Título: Demonstração de força
Autor: Garcia, Larissa
Fonte: Correio Braziliense, 16/03/2012, Mundo, p. 17

No aniversário da rebelião, Bashar Al-Assad mobiliza seus partidários na capital e bombardeia focos rebeldes

O derramamento de sangue na Síria completou um ano ontem e não tem data para acabar. O ditador Bashar Al-Assad mostrou que não cederá aos apelos da comunidade internacional e intensificou a repressão contra os opositores no sul e no norte do país. A cidade de Deraa, onde começaram as manifestações, foi violentamente bombardeada. Em Idlib, policiais invadiram casas com a desculpa de encontrar “terroristas armados”. Na capital, Damasco, milhares de simpatizantes do presidente foram às ruas reafirmar seu apoio. Na tentativa de acabar com o conflito, mais de 200 organizações de ajuda humanitária e direitos humanos fizeram um apelo à Rússia e à China — potências que bloqueiam qualquer represália contra Assad no Conselho de Segurança da ONU — para que mudem de posição. Nos últimos 12 meses, segundo as Nações Unidas, mais de 8,5 mil pessoas morreram em confrontos. Somente ontem, foram mais 46 vítimas.

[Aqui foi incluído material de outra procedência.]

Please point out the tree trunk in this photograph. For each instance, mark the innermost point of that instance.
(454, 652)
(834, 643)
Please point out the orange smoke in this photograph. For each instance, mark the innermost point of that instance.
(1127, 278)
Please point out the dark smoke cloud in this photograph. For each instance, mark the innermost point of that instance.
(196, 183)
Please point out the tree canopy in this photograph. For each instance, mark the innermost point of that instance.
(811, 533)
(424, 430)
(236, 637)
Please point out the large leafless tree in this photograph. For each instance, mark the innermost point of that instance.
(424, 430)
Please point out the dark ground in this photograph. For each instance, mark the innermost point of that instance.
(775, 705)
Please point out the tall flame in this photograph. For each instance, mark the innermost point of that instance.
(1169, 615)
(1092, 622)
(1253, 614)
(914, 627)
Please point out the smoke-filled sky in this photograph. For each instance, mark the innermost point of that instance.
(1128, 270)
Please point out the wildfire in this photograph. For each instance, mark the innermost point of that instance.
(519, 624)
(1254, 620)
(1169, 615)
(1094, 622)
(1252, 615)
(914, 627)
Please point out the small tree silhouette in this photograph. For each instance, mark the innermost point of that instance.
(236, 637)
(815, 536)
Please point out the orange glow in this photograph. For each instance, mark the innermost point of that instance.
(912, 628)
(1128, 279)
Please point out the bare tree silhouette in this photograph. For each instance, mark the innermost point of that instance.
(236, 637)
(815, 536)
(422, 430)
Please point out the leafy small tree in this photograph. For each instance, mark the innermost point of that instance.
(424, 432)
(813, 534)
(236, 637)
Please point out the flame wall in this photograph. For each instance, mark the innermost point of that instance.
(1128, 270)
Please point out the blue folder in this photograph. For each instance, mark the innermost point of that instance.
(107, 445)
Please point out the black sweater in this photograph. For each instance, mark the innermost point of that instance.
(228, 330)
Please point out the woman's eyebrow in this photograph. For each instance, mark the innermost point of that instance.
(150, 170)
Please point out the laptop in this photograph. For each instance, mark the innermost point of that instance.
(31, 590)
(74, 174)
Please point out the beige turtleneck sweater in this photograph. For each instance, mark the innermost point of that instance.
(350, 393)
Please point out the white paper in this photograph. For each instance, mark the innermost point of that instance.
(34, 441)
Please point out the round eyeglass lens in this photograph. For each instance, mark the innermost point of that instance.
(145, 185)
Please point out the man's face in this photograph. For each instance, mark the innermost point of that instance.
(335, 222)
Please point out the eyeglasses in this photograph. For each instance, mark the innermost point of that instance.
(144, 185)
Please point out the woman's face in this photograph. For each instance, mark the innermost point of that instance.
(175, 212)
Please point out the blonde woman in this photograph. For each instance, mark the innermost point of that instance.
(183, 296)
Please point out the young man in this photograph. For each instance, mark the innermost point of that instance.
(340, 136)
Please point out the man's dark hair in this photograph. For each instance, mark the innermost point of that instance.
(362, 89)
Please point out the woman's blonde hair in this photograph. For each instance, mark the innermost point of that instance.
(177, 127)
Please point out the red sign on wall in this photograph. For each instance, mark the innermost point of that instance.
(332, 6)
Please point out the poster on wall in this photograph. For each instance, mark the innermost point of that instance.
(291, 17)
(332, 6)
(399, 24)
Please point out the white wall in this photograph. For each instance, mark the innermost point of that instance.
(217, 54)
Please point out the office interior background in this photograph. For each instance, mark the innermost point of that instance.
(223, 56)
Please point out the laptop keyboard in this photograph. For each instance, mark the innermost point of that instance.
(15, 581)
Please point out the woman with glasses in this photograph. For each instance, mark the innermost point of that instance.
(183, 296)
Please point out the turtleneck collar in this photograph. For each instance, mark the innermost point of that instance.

As organizações também pediram a aprovação de uma resolução contra o uso de violência, a tortura e as prisões arbitrárias. No início do mês passado, líderes árabes apresentaram ao Conselho de Segurança um projeto, apoiado pelo Ocidente, segundo o qual o ditador cederia o poder ao vice e retiraria as tropas das cidades, para dar início à transição política. A Rússia e a China vetaram a iniciativa.

Apenas ontem, cerca de mil refugiados sírios cruzaram a fronteira para a Turquia. As autoridades turcas declararam que, caso a crise continue, a expectativa é de que esse número chegue à casa das centenas de milhares. De acordo com a ONU, 30 mil sírios se deslocaram para países vizinhos e 230 mil estão desalojados dentro do país. Ontem, Catar, Omã, Emirados Árabes e Kuait decidiram fechar suas embaixadas em Damasco, seguindo decisão semelhante tomada por Barein e Arábia Saudita. Na última quarta-feira, diplomatas da Itália e da Arábia Saudita também deixaram o país. Entre os governantes que foram contestados desde o início da Primavera Árabe, Assad é o único que permanece poder.

Em Damasco, milhares de pessoas foram às ruas em apoio ao presidente, numa mobilização batizada pelo governo como “marcha global pela Síria”. “O povo (sírio) está profundamente dividido e, se dermos armas à oposição, provocaremos uma guerra civil”, advertiu o ministro das Relações Exteriores da França, Alain Juppé. Para especialistas, entretanto o derramamento de sangue no país já pode ser caracterizado como guerra civil.

Aposta no desgaste “O conceito é complicado, mas a oposição armada já assumiu uma posição significativa e não está mais dispersa, e sim concentrada em um grupo, o que caracteriza um conflito interno”, explica o professor de literatura e cultura árabe Stephen Sheehi, da Universidade da Carolina do Sul (EUA). O historiador Daniel Pipes, especialista em Oriente Médio, acredita que a oposição está longe de derrubar o regime. “Eu sou pessimista em relação à democracia na Síria. Ao contrário, vejo outra tirania seguindo a atual.” Especialistas acreditam que Assad aposta em uma “guerra de desgaste”, na qual renovará o diálogo quando a comunidade internacional perceber que ele não poderá ser derrubado.

Pressionado, o presidente sírio anunciou na terça-feira a convocação de eleições legislativas, mas não acalmou os ânimos de autoridades internacionais. “Não acredito que isso seja um sinal de trégua. O problema, de fato, não é se o pleito se realizará ou não. A questão é que eles (o regime) não têm a mínima credibilidade”, afirmou Stephen Sheehi, da Universidade de Carolina do Sul. “A votação é uma forma de compensação à comunidade internacional, a fim de mostrar que o governo visa a ‘reforma’ política.” As potências ocidentais e a Liga Árabe esperavam que as eleições fossem realizadas no final de 2011, com a promessa de que “transparência”. Desde que Al Assad assumiu o poder, em 2000, já foram organizadas duas eleições. A última, em abril de 2007, a Frente Nacional Progressista (FNP), partido do presidente, venceu a maioria das 250 cadeiras do Parlamento. Neste pleito foram denunciadas, pela oposição e pela comunidade internacional, diversas irregularidades.